Autentyczność. Wiedza. Doświadczenie. Nie opowiadam o balecie, bo nie mam o nim pojęcia, mówię o radości z biegania i dobrym samopoczuciu wynikającym ze zdrowego odżywiania się. Dominika Gwit przedstawia swoją drogę do samoakceptacji. Roma Gąsiorowska, którą znamy jako świetną aktorkę, dzieli się swoimi przemyśleniami na temat dobrego życia (Roma od lat medytuje). Aida Kosojan-Przybysz przekonuje, że warto odkryć swój trójkąt mocy, czyli równowagę między ciałem, duszą i rozumem. Na naszej platformie nie ma teoretyków, są praktycy. Paweł Kunachowicz był radcą prawnym, teraz jest przewodnikiem wysokogórskim, który wprowadza ludzi na Mt Blanc albo wdrapuje się z nimi na himalajskie szczyty – kto lepiej opowiedziałby o zmianie? To nie jest przestrzeń dla celebrytów, którzy są znani z tego, że są znani. Tak, mogą się u nas pojawić gwiazdy, ale pod warunkiem, że świecą światłem swoim, a nie odbitym, że mają coś do zaproponowania. Organizujemy też warsztaty dla maksymalnie 12-tu uczestników. Chcemy, żeby były ekskluzywne, żeby osoby biorące w nich udział miały możliwie największy kontakt z wykładowcami. Nie serwujemy wygórowanych cen, ale uważamy że za know how warto zapłacić. Na razie, dzięki Bogu, nie narzekamy na brak chętnych. Warsztaty z Aidą sprzedały się w ciągu niespełna doby.

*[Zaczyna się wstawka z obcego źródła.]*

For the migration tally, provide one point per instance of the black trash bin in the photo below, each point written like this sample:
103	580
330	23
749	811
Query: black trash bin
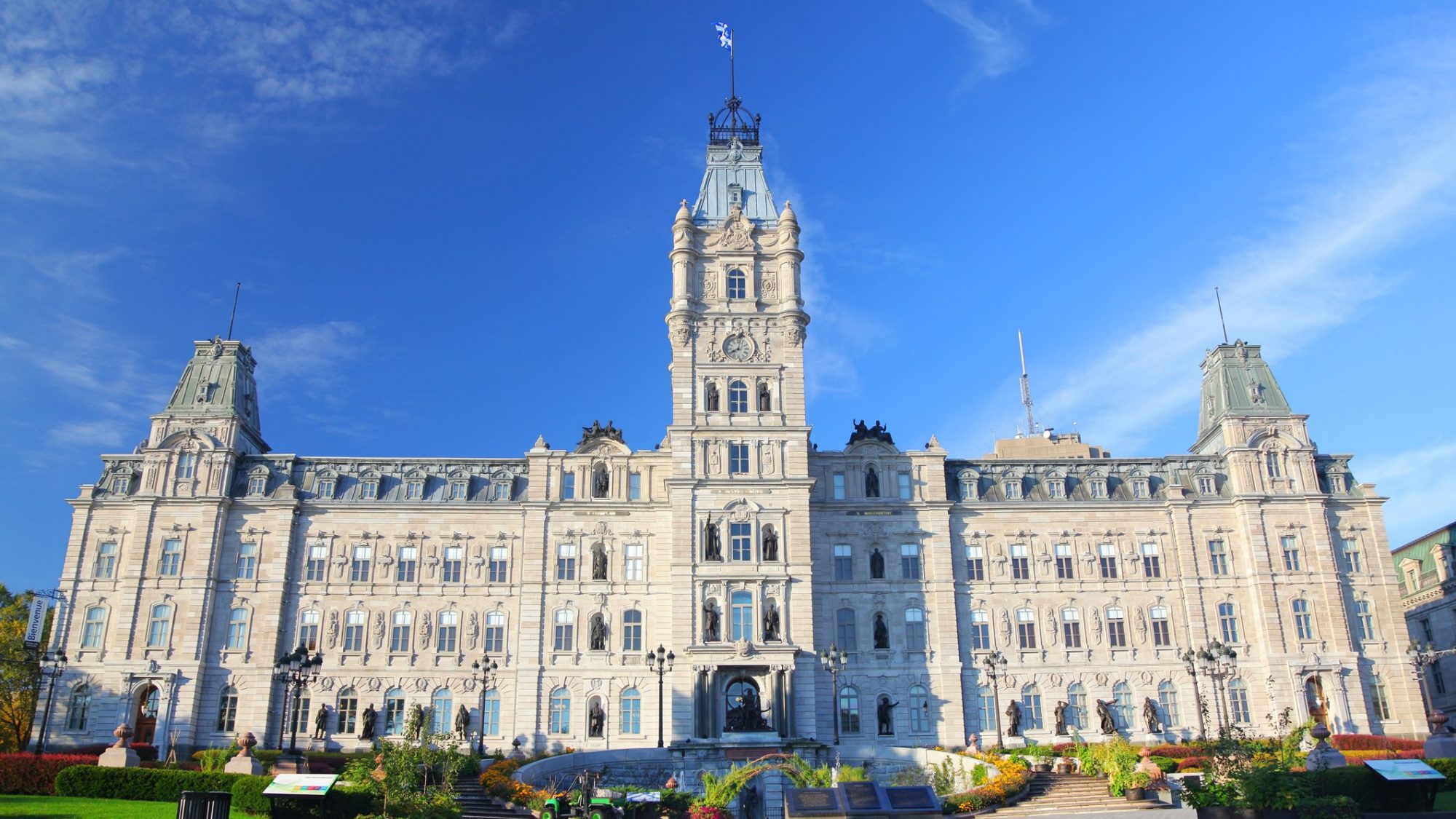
205	804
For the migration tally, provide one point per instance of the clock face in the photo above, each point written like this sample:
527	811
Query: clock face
737	347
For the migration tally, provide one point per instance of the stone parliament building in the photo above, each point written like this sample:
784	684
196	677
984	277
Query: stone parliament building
200	558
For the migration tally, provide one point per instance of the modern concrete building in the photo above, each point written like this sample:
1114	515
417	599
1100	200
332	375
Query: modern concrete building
737	539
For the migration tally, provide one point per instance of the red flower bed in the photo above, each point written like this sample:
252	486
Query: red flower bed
31	774
1374	742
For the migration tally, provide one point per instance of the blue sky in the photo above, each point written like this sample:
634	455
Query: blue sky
452	221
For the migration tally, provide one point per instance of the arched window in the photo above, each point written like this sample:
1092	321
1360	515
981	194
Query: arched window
1238	701
95	627
850	708
1123	704
845	636
400	631
237	628
1304	625
1168	698
159	628
442	711
1228	622
1380	701
1078	705
915	630
228	710
349	710
631	711
395	711
79	708
737	397
737	285
560	714
919	710
491	713
1032	705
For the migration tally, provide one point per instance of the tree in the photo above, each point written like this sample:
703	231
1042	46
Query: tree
20	670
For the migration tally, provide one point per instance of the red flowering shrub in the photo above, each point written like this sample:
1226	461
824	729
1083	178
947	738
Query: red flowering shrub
31	774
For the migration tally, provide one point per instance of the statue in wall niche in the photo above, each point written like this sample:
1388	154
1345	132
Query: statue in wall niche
464	721
599	634
1014	719
771	624
1151	716
710	624
595	719
713	547
886	716
1104	714
321	721
368	721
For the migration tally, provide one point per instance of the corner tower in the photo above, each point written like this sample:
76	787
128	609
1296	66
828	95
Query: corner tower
740	445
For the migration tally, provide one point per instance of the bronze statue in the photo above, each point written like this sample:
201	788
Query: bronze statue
1151	716
1104	711
886	716
368	721
1014	719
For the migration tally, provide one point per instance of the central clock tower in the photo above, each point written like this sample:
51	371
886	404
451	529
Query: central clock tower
740	445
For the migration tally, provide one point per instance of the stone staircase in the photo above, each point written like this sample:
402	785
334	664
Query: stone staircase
1052	794
475	803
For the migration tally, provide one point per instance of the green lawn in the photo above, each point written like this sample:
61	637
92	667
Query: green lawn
74	807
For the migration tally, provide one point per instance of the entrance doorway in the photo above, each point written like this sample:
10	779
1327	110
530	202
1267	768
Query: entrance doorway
146	720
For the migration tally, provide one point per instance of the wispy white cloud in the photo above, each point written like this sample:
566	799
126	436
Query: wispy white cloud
1420	486
1387	165
991	33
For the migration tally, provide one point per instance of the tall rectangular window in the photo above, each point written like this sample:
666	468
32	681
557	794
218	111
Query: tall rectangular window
359	567
737	459
911	561
566	561
844	563
454	564
1020	561
976	563
740	541
1107	560
247	561
408	564
171	557
634	563
317	564
1218	557
497	567
1291	547
1067	567
1152	561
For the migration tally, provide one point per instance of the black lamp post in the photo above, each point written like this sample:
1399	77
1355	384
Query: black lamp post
660	662
1192	662
835	662
296	672
995	665
53	665
484	673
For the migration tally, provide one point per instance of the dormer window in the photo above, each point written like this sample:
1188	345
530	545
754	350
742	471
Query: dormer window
737	285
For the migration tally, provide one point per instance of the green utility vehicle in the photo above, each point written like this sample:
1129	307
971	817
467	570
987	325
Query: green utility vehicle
590	803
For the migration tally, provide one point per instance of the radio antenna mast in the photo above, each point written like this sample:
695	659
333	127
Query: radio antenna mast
1026	387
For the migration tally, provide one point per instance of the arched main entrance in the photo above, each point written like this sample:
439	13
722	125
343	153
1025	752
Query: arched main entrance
145	723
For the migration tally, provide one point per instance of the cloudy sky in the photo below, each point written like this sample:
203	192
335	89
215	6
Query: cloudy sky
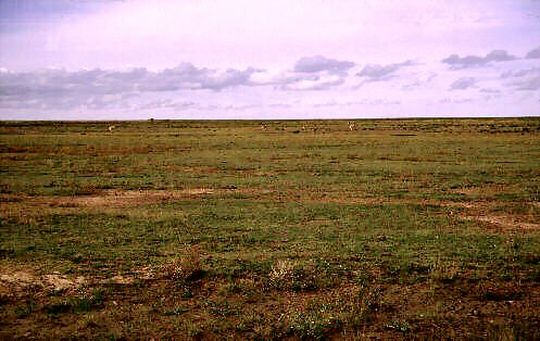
136	59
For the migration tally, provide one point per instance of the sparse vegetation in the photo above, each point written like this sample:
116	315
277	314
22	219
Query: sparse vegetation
299	230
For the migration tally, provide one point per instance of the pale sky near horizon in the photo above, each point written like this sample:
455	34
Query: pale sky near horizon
264	59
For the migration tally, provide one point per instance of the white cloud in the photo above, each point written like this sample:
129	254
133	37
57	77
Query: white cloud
456	61
463	83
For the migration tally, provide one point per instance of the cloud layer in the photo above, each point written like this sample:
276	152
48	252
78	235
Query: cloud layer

Co łączy ekspertki, które prowadzą wykłady w ramach projektu „Mentalist”?
Na pewno wiarygodność. Na pewno ogromne doświadczenie i… prawda. Nie chcemy udawania i pudru. Cenimy sobie autentyczność. Wierzymy, że za to ludzie będą chcieli zapłacić. Nasze ekspertki łączy też chęć zmieniania świata na lepsze, jakkolwiek naiwnie by to brzmiało. Wierzymy w metodę małych kroków i o niej właśnie opowiada ekolożka Areta Szpura.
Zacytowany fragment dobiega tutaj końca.